Something we have recently started doing is making our own butter. We crunched some numbers and figured out it was cheaper for us to buy heavy (whipping) cream, and make our own. It takes a little time, but it is so worth it,and really easier than you would think.You can do it in either a blender or in stand mixer (you could also do it with a hand mixer, but I would recommend having plenty of help around for when you hand gets tired). I do mine in the stand mixer.

Just pour the cream in and turn it on as high as you can, without it spraying out.

Just before it really starts to yellow and separate it will be whipped cream. If you were to add sugar at this stage you could frost a cake of eat it with fruit, unfortunately I have not learned to do this yet, but it is on my list!

You will let it keep mixing, turning it up as high as you can. I have also found that I have to stop and use a spatula to scrape down the sides of the bowl.

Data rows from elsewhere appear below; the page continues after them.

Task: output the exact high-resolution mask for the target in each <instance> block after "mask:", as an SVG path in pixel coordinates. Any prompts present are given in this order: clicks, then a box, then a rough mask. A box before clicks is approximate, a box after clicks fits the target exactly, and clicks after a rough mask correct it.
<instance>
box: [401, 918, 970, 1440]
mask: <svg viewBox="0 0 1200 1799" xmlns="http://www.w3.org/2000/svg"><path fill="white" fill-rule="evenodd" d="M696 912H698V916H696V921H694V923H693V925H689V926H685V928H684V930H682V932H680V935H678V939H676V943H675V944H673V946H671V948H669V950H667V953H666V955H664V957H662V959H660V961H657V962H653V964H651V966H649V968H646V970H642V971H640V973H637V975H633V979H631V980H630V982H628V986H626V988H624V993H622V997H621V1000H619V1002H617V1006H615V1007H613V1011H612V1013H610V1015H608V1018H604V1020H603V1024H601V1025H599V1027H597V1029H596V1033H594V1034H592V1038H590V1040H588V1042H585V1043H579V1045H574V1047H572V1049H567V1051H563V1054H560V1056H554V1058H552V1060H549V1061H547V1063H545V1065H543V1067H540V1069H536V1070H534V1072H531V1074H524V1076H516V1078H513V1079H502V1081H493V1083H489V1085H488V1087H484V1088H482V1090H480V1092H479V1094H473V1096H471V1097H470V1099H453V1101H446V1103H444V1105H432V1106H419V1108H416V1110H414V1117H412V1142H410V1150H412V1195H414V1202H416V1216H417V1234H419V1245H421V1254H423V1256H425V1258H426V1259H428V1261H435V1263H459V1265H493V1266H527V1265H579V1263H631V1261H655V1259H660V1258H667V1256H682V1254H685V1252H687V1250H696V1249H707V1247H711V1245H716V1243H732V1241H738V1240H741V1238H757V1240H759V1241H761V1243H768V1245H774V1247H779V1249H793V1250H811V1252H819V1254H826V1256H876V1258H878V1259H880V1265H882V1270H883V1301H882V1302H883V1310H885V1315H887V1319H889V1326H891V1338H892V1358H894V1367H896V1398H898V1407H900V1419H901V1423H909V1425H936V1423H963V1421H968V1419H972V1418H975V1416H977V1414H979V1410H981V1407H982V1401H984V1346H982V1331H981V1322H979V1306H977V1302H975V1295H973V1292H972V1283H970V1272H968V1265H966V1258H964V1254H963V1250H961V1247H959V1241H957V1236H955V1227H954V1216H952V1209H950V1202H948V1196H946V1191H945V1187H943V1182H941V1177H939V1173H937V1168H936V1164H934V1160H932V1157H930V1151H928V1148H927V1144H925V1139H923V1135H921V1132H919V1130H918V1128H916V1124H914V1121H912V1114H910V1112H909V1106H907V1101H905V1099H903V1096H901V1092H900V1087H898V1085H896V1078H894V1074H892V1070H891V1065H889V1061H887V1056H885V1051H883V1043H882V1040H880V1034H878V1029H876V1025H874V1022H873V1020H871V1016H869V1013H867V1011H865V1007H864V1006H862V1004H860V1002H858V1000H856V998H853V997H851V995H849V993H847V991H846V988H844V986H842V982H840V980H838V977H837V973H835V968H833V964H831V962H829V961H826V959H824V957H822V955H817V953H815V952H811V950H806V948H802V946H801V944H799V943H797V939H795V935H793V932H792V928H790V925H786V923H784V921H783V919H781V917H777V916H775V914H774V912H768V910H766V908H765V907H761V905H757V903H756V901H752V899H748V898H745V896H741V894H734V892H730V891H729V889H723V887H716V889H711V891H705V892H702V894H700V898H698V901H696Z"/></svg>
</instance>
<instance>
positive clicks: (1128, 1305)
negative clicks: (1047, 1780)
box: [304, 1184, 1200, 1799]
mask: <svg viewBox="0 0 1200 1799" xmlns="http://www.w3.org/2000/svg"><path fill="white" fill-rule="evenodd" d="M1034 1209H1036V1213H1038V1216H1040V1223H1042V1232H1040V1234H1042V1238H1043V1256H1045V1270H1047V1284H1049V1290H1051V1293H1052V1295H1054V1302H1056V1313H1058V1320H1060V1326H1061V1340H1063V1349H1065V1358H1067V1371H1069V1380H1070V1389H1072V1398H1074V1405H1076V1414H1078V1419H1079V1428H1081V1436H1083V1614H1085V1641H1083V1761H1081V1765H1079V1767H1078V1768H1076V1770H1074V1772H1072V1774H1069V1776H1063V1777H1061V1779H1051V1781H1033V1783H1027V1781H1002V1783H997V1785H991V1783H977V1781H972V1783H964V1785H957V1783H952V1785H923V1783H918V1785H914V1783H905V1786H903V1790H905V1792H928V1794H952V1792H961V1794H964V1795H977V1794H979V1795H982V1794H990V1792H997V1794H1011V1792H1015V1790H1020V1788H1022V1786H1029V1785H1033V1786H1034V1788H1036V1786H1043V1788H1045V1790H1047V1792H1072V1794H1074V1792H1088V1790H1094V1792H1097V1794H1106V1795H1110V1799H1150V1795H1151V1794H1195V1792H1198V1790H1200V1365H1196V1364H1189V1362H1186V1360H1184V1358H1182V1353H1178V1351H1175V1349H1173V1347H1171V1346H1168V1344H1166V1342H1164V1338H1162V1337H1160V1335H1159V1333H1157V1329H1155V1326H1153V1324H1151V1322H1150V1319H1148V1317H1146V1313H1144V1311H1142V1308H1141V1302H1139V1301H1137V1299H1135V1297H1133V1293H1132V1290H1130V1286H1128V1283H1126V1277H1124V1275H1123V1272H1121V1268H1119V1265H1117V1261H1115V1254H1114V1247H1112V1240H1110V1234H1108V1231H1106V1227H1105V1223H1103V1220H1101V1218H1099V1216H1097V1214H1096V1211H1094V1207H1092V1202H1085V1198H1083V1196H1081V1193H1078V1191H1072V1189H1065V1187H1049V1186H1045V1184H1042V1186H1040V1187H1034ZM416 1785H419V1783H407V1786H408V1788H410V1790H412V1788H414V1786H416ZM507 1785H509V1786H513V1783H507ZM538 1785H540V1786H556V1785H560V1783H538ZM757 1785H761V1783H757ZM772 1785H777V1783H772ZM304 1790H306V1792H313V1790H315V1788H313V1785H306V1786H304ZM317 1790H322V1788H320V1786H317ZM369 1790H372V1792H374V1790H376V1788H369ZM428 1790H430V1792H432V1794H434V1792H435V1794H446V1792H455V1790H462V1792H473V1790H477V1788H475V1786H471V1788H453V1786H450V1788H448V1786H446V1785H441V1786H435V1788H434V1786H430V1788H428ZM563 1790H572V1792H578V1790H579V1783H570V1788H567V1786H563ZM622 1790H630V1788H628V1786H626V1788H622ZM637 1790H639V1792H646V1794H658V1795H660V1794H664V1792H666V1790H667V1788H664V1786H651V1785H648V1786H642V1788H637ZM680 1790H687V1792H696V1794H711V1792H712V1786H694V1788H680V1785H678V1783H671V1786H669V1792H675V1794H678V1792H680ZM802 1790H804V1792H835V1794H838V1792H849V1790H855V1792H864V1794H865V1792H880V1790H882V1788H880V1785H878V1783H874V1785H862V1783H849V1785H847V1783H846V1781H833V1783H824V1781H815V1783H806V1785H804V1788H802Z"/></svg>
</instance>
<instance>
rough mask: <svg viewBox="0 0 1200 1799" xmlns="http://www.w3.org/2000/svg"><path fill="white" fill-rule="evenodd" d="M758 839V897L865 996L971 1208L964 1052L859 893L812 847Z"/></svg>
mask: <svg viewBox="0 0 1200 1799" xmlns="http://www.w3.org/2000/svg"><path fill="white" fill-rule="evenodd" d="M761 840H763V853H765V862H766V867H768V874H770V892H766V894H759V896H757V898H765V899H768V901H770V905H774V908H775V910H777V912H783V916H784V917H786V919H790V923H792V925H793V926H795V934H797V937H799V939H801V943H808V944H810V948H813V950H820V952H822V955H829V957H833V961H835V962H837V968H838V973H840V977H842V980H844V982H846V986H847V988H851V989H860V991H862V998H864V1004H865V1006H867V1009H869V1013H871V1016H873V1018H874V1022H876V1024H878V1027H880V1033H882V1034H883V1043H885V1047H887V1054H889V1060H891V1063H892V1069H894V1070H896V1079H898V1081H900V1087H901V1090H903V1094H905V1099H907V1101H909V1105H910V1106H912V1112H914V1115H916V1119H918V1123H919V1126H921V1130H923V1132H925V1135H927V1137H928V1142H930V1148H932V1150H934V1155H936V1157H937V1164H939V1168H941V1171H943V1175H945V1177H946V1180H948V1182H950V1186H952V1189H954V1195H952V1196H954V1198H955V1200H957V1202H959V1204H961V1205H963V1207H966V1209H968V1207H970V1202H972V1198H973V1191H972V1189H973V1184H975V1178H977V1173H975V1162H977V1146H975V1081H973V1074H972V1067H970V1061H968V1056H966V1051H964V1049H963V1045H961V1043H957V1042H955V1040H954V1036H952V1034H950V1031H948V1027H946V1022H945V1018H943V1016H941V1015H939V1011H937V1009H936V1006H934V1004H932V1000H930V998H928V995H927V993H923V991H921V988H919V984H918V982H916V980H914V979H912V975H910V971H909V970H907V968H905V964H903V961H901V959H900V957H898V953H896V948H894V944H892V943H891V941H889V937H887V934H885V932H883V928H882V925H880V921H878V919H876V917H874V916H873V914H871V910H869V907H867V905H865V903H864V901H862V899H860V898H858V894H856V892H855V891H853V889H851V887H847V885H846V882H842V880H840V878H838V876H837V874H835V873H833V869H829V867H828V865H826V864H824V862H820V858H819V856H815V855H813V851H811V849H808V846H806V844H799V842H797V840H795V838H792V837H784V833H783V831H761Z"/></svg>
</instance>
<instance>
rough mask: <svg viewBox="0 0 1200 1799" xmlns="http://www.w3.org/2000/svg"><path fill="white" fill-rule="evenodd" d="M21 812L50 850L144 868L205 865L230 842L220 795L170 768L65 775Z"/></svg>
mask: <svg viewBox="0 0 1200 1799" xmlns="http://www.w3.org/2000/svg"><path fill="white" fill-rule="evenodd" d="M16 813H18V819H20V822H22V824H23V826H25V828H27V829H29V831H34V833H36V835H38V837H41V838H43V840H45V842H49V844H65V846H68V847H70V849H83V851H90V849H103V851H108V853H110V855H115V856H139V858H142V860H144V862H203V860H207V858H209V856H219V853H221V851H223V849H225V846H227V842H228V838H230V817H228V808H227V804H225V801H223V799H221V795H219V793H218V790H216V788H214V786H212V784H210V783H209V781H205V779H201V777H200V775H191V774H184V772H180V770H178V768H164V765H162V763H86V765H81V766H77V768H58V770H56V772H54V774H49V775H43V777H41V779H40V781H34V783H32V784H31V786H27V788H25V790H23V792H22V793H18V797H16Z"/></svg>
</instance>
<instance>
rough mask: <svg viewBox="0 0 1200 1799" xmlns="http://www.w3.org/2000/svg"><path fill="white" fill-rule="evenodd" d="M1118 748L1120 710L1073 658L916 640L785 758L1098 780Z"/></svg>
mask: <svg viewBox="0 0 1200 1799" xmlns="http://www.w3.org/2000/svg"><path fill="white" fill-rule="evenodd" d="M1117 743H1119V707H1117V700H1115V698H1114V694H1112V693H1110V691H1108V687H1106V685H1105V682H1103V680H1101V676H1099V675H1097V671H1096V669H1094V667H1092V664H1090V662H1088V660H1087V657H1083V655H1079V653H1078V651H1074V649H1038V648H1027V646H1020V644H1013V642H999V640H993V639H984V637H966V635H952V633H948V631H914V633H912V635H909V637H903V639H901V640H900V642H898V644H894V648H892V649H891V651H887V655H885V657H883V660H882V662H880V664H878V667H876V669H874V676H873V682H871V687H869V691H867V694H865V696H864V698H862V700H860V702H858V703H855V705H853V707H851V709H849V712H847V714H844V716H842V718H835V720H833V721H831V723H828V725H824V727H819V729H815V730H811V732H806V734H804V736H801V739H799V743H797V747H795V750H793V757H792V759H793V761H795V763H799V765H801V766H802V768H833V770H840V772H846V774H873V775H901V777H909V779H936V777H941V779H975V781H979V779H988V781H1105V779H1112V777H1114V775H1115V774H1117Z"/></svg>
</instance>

It will eventually start to separate, and this is when you will see the white buttermilk and the yellow butter. Once you see this it is finished. (Make sure you wash your hands with cold water, so you do not melt the butter.) You will scoop out the butter squeezing out all the buttermilk. Place ball (or log or whatever shape you make) into cold water. Once you have all the butter out you can save the buttermilk for bread, pancakes, biscuits, cookies, mashed potatoes, and anything else you can think of.  Remove the butter balls from the cold water squeezing any excess buttermilk and salt. Most things call for salted butter unless stated otherwise.Keep in the fridge. It is fun to make and enjoy! :)

1 comment:

  1. How much cream makes how much butter? For example, does a quart make a pound of butter? Thanks!